Primarily interested in Nuclear electronics, which is direct conversion of atomic power, he hopes to follow his father, a veteran of 27 years, into the Marine Corps upon graduation.
Granville’s father was Major George Dexter Pullen, Kaneohe Marine Corps Air Station, Oahu. His mother was Ruth. His father died in 2012 and was survived by son Ricky, wife Donna, and daughter Ashley; daughter Kathi and four children; daughter Lisa and Louis Turner and four children; grandson Granville Dexter Pullen II and his three children, Granville Dexter Pullen III, Sakara and Kieron. Granville’s brother Ricky died in 2018, and his obituary noted that Granville’s nickname was Randy.

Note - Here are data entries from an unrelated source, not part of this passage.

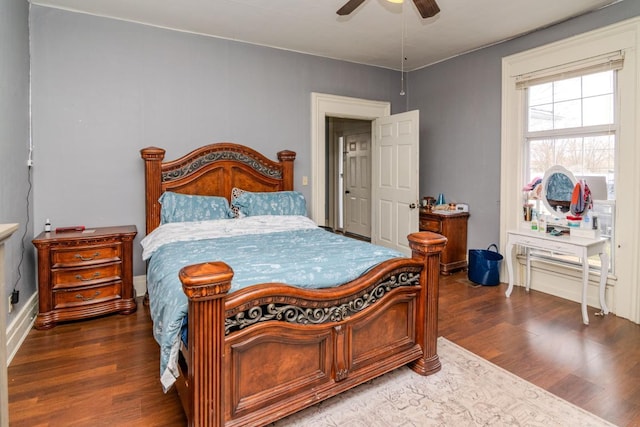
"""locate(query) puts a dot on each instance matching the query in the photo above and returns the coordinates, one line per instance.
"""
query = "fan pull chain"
(402, 57)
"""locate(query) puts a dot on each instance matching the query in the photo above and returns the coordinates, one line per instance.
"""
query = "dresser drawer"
(83, 255)
(75, 277)
(433, 225)
(77, 297)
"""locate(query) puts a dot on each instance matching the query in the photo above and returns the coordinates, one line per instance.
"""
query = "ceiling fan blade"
(427, 8)
(349, 7)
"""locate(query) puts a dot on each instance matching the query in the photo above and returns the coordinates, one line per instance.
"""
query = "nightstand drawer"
(84, 274)
(431, 225)
(85, 255)
(74, 277)
(83, 296)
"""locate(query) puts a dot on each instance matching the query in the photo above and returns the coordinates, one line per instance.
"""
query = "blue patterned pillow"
(186, 208)
(270, 203)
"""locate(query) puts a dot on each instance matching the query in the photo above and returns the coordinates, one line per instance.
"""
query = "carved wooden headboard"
(212, 170)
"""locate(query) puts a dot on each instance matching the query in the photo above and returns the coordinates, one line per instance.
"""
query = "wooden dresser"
(454, 228)
(83, 274)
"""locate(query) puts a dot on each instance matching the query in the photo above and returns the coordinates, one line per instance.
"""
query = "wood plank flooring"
(104, 372)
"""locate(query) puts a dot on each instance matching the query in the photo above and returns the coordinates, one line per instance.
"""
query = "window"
(572, 122)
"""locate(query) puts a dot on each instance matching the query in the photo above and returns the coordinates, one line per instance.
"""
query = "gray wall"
(14, 146)
(103, 89)
(460, 118)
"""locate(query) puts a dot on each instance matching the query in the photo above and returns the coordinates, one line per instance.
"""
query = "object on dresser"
(69, 229)
(84, 275)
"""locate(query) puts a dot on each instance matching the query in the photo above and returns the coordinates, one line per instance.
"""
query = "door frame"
(323, 106)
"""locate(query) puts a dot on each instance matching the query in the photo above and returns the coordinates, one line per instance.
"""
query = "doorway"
(323, 106)
(349, 160)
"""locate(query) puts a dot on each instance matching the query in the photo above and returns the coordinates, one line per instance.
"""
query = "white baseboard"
(20, 326)
(140, 285)
(24, 320)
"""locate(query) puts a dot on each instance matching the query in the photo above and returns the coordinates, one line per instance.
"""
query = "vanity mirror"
(557, 188)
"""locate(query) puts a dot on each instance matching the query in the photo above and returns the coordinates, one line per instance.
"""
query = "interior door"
(357, 197)
(395, 179)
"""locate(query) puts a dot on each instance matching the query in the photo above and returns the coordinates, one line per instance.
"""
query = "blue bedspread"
(308, 257)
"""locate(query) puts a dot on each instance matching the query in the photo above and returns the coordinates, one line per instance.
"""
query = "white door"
(395, 180)
(357, 197)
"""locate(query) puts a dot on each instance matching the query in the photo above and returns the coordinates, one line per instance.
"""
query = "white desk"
(583, 248)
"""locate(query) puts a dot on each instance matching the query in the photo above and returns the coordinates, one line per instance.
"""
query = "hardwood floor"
(104, 372)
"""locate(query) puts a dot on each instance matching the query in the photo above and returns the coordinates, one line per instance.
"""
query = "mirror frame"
(547, 175)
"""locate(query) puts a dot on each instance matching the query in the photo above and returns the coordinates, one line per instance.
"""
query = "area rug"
(468, 391)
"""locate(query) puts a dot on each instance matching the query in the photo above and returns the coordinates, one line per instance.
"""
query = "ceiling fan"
(427, 8)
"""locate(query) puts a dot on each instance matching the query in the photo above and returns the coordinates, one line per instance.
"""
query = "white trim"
(623, 292)
(140, 285)
(20, 326)
(6, 230)
(322, 106)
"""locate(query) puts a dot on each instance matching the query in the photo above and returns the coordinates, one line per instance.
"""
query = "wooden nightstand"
(83, 274)
(454, 228)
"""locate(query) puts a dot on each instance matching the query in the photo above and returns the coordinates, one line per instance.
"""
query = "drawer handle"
(97, 254)
(83, 298)
(95, 276)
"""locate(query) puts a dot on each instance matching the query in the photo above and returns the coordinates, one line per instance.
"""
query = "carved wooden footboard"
(265, 352)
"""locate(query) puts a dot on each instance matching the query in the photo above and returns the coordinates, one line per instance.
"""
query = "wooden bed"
(339, 337)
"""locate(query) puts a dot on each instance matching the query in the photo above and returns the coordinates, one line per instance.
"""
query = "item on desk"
(556, 232)
(586, 221)
(574, 220)
(587, 233)
(462, 207)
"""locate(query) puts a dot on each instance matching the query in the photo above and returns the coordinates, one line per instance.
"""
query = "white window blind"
(595, 64)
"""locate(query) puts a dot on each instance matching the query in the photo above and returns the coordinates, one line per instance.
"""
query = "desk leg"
(604, 270)
(527, 277)
(585, 283)
(509, 255)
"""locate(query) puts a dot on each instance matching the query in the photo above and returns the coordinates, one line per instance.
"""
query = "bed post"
(153, 157)
(287, 157)
(206, 285)
(427, 247)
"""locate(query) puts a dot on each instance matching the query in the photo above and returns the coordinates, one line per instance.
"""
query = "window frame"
(622, 291)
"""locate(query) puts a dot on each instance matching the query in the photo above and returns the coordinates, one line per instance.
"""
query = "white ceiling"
(372, 34)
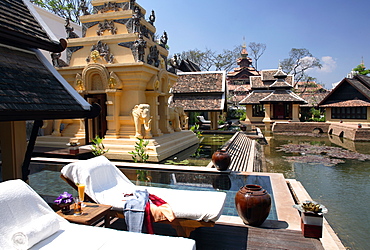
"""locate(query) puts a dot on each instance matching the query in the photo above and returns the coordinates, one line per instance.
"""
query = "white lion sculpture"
(141, 115)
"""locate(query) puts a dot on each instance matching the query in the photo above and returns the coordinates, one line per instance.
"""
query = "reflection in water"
(342, 188)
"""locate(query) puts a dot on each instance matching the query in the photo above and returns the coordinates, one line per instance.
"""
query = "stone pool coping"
(288, 217)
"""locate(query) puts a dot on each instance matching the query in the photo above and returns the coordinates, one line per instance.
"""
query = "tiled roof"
(282, 95)
(249, 71)
(359, 84)
(256, 82)
(199, 82)
(348, 103)
(267, 79)
(280, 83)
(29, 89)
(200, 91)
(200, 102)
(362, 84)
(312, 99)
(255, 97)
(19, 28)
(268, 75)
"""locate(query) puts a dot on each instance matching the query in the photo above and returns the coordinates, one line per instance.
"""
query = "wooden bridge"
(243, 151)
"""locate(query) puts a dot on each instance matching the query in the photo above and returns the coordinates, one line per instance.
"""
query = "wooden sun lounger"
(183, 227)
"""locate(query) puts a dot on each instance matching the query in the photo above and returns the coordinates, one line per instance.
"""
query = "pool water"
(47, 182)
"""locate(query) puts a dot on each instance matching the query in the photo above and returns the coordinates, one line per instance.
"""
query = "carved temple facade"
(118, 64)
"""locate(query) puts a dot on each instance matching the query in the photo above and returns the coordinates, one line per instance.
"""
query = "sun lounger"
(106, 184)
(27, 222)
(202, 120)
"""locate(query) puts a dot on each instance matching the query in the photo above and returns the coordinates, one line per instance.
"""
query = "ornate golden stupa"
(119, 64)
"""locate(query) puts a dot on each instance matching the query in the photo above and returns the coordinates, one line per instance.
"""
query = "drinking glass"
(78, 208)
(81, 193)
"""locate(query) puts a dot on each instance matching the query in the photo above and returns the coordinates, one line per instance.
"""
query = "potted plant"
(64, 201)
(73, 147)
(311, 218)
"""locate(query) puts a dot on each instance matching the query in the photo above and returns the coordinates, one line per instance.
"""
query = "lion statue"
(178, 118)
(141, 115)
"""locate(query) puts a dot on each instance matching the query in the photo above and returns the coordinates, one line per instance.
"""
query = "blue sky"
(335, 31)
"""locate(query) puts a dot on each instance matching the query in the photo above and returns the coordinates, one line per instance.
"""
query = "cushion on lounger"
(106, 184)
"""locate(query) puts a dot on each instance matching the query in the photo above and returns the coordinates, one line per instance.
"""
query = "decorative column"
(267, 120)
(152, 100)
(295, 112)
(13, 141)
(113, 113)
(214, 120)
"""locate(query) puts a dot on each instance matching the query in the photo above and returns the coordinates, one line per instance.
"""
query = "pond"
(199, 154)
(343, 187)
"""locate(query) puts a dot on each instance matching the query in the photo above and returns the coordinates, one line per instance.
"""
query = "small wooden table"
(91, 213)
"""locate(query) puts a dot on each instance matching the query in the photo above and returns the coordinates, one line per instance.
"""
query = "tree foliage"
(212, 60)
(361, 69)
(256, 50)
(299, 61)
(63, 8)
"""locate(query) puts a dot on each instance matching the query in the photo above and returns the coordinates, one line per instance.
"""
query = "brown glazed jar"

Granville is buried in Maine.
From Genealogy.com:
This family lived in the Maryland suburbs of Washington, DC in the early sixties. In addition to the daughters you had listed, they also had two sons nicknamed Randy and Ricky. The family was transferred to Hawaii, where Randy went to high school. He received and appointment to the United States Naval Academy, which he attended from through. He was stationed in North Carolina, I believe, when he was killed in a helicopter crash over the Eastern Shore of Maryland in 1975. After Randy's appointment to the Academy, the family again transferred from Hawaii to North Carolina. Ricky went to high school there, and I believe he married a girl whose first name was Willowdean (the spelling is phonetic as I am unsure of the correct spelling), referred to as Deanie. I believe that they had at least one child. The last thing that I heard was that Ricky was planning to go into managerial training for a fast food restaurant such as Hardee's.